The bad news is that from about late April until October your streets are going to be dug up and won’t be fully resurfaced until sometime in 2018. The good news is that once the project finally is over, the First Division will have brand new streets and completely separate storm and sanitary sewers, which ought to help reduce basement flooding during heavy rains.

On March 16, the Riverside Village Board voted unanimously to award a $3.24 million contract to Christopher B. Burke Engineering Ltd. to lead the sewer separation project in the First Division.

The $3.24 million that Riverside will expend in 2017, however, is just part of the total bill for the work. That amount does not include resurfacing the streets once the sewer lines are installed. That work is expected to cost another $1.3 million, pushing the total cost of the sewer separation project to about $4.5 million.

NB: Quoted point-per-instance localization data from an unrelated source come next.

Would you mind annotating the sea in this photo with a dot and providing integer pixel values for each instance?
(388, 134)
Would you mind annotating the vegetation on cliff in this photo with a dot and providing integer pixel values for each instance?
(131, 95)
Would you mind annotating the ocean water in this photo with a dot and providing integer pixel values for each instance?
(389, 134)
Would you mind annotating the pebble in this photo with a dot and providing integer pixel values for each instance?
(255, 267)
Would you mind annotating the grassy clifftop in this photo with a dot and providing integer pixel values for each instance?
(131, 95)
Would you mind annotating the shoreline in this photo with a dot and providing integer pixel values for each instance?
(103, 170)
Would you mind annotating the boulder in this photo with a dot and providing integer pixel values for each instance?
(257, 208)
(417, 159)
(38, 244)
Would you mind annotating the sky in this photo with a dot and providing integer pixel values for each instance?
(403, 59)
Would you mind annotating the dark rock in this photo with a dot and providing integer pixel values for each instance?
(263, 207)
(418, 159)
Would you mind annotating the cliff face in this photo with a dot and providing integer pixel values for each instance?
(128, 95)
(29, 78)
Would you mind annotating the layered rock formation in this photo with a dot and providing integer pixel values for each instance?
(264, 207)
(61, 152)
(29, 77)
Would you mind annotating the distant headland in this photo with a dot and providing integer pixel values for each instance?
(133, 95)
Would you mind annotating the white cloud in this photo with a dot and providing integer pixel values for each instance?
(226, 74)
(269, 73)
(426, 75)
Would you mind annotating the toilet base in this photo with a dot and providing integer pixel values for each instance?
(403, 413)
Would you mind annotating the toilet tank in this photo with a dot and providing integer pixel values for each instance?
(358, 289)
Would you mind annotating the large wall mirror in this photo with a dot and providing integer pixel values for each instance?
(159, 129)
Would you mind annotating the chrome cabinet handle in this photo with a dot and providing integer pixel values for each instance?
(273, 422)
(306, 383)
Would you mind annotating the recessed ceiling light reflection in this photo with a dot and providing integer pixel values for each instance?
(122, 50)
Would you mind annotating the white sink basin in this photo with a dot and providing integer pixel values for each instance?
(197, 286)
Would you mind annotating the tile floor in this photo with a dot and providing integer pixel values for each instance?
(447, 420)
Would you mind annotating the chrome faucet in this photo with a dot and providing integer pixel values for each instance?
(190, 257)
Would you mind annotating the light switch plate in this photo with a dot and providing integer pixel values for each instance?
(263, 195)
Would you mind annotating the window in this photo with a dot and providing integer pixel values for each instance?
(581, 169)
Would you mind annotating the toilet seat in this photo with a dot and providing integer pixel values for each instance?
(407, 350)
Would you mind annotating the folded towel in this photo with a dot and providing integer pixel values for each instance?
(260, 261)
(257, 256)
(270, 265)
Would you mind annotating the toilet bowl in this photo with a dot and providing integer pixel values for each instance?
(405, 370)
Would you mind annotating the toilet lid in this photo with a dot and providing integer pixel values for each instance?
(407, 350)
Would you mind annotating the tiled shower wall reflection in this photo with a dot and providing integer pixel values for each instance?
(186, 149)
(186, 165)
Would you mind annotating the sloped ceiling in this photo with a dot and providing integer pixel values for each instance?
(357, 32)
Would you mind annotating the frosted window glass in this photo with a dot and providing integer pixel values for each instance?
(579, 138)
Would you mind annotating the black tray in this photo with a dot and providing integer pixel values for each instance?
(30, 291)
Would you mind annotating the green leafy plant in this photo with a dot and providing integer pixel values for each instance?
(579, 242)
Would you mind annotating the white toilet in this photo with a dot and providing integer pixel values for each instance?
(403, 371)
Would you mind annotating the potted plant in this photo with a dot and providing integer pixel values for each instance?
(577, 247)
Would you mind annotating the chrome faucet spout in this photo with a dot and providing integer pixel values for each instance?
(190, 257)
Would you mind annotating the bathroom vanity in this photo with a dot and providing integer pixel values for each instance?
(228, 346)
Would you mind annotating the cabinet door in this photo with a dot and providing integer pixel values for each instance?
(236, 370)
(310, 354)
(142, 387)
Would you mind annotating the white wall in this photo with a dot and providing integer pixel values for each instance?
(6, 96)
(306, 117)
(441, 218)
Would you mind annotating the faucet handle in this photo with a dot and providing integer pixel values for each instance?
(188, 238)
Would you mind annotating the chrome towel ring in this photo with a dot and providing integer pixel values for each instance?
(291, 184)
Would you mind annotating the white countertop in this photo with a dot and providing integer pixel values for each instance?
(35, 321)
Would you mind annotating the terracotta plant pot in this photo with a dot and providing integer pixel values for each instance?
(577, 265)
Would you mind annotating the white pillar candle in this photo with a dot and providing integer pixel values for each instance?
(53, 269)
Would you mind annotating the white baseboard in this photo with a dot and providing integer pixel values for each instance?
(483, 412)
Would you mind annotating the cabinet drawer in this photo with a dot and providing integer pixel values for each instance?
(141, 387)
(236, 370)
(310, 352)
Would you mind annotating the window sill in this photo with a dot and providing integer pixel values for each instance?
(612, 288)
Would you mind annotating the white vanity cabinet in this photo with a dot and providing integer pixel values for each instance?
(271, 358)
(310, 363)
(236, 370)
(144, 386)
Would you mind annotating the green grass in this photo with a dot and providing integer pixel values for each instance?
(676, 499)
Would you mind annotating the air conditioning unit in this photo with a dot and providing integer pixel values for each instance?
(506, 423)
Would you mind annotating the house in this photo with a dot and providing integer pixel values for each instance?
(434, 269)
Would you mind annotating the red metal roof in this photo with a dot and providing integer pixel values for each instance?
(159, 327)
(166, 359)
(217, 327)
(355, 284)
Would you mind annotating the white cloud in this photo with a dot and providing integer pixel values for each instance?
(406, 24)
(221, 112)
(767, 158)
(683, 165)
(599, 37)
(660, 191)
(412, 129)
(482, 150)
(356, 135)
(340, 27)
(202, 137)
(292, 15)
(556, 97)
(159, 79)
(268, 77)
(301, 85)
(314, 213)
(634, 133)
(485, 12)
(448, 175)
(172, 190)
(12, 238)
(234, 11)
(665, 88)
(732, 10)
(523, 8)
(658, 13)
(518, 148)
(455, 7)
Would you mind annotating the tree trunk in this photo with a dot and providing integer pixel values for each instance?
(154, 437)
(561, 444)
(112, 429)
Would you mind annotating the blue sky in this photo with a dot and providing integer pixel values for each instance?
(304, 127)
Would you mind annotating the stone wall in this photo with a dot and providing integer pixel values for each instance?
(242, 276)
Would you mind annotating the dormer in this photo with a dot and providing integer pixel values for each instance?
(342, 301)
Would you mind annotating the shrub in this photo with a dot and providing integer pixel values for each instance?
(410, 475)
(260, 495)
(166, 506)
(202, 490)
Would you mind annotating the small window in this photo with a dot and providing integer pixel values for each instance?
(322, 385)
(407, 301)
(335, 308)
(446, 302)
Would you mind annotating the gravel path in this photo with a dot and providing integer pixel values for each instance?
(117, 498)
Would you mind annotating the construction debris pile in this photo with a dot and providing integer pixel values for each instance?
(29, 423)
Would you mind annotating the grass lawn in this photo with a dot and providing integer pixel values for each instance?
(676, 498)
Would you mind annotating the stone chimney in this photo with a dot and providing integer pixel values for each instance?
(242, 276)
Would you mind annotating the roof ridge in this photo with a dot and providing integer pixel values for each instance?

Last year, Burke Engineering pegged the total cost of the work at about $5.75 million.

“So we’re over one million dollars under last year’s estimate,” said Orion Galey of Burke Engineering.

The project was supposed to have been completed last year but got sidetracked when officials ran into unexpected complications in the form of connections between sanitary sewers lines running from about 16 homes into the storm sewer lines.

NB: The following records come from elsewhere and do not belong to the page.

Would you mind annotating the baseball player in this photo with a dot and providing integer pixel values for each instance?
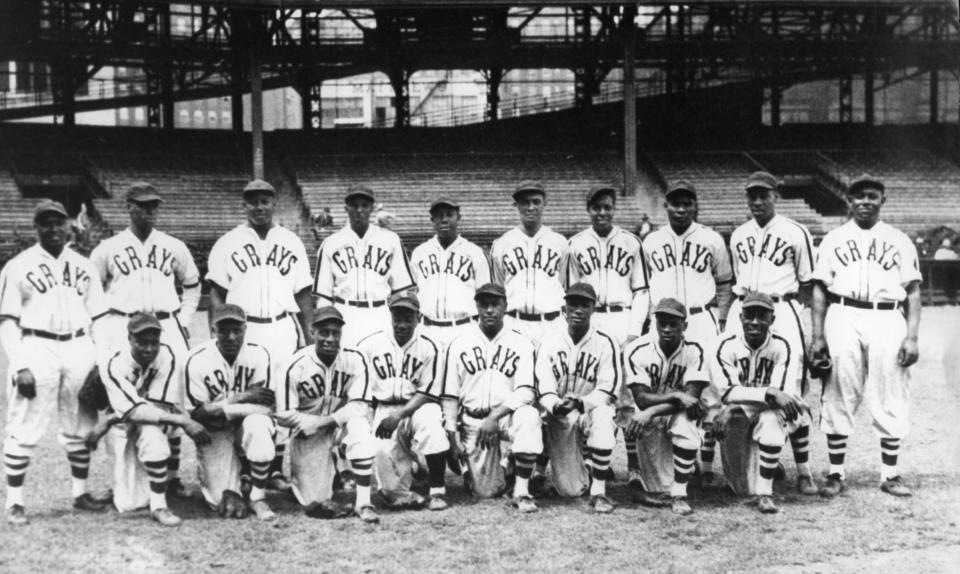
(529, 261)
(263, 268)
(865, 317)
(359, 267)
(577, 373)
(447, 268)
(50, 299)
(610, 259)
(761, 401)
(324, 399)
(408, 420)
(228, 387)
(689, 262)
(146, 397)
(488, 391)
(141, 268)
(666, 375)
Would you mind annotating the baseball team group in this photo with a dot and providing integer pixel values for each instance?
(515, 371)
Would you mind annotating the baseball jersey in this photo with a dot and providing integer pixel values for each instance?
(588, 367)
(210, 377)
(742, 373)
(448, 278)
(774, 259)
(873, 264)
(645, 363)
(262, 276)
(130, 385)
(60, 295)
(687, 267)
(399, 372)
(613, 265)
(485, 373)
(530, 269)
(368, 268)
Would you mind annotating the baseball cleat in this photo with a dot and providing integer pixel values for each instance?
(767, 505)
(806, 486)
(86, 502)
(895, 487)
(166, 517)
(16, 515)
(833, 486)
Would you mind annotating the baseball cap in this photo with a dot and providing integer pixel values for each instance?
(761, 179)
(670, 306)
(142, 192)
(681, 185)
(49, 206)
(866, 180)
(757, 300)
(582, 290)
(258, 186)
(359, 191)
(494, 289)
(529, 185)
(599, 190)
(141, 322)
(229, 312)
(403, 300)
(327, 313)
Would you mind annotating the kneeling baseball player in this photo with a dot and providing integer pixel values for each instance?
(761, 403)
(666, 375)
(324, 399)
(142, 387)
(408, 419)
(581, 365)
(227, 383)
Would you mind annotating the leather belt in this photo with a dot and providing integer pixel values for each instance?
(858, 304)
(52, 336)
(534, 316)
(432, 323)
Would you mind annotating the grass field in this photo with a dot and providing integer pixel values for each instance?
(861, 531)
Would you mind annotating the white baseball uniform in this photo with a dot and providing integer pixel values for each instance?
(446, 282)
(480, 375)
(615, 267)
(688, 268)
(130, 385)
(531, 270)
(397, 373)
(775, 259)
(866, 268)
(341, 390)
(358, 274)
(249, 429)
(645, 364)
(588, 369)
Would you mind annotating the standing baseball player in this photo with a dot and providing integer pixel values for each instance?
(263, 268)
(404, 363)
(689, 262)
(577, 372)
(666, 375)
(761, 402)
(447, 268)
(529, 261)
(359, 267)
(866, 316)
(147, 400)
(228, 387)
(50, 297)
(141, 268)
(488, 392)
(324, 399)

According to Galey, the solution will be to abandon the more-than-century-old pipes serving as combined and sanitary sewers and build an entirely new storm sewer system in the First Division.

Pipes that now serve as a storm sewer line will become the First Division’s new sanitary sewer system, since so many homes are already connected to it.

“The intent of these projects is to separate your storm water flow from your sanitary flow, and the benefits you’ll see from that include reduced flooding, reduced sewer back-up into people’s homes, and then also the environmental aspect of reducing the amount of combined sewer overflow going into the river,” Galey told trustees at their March 16 meeting.

Presently the village’s sewer system can’t handle the amount of water coming down in large rain events, which results in sanitary waste water being released into the river during such storms.

The sewer installation project will be funded by reserves in the village’s water and sewer enterprise fund. Street repairs in the First Division, which won’t happen until 2018, will be funded by motor fuel tax and non-home rule sales tax revenues, according to Public Works Director Edward Bailey.

The First Division project will severely deplete the water and sewer fund reserves, leaving trustees wondering how sewer separation projects in other parts of the village will be paid for.

Village Manager Jessica Frances said the village could apply for low- or no-interest loans. Galey said that a smaller project to disconnect a storm sewer line west of First Avenue from the combined sewer system will be funded by a $90,000 grant from the Metropolitan Water Reclamation District of Greater Chicago.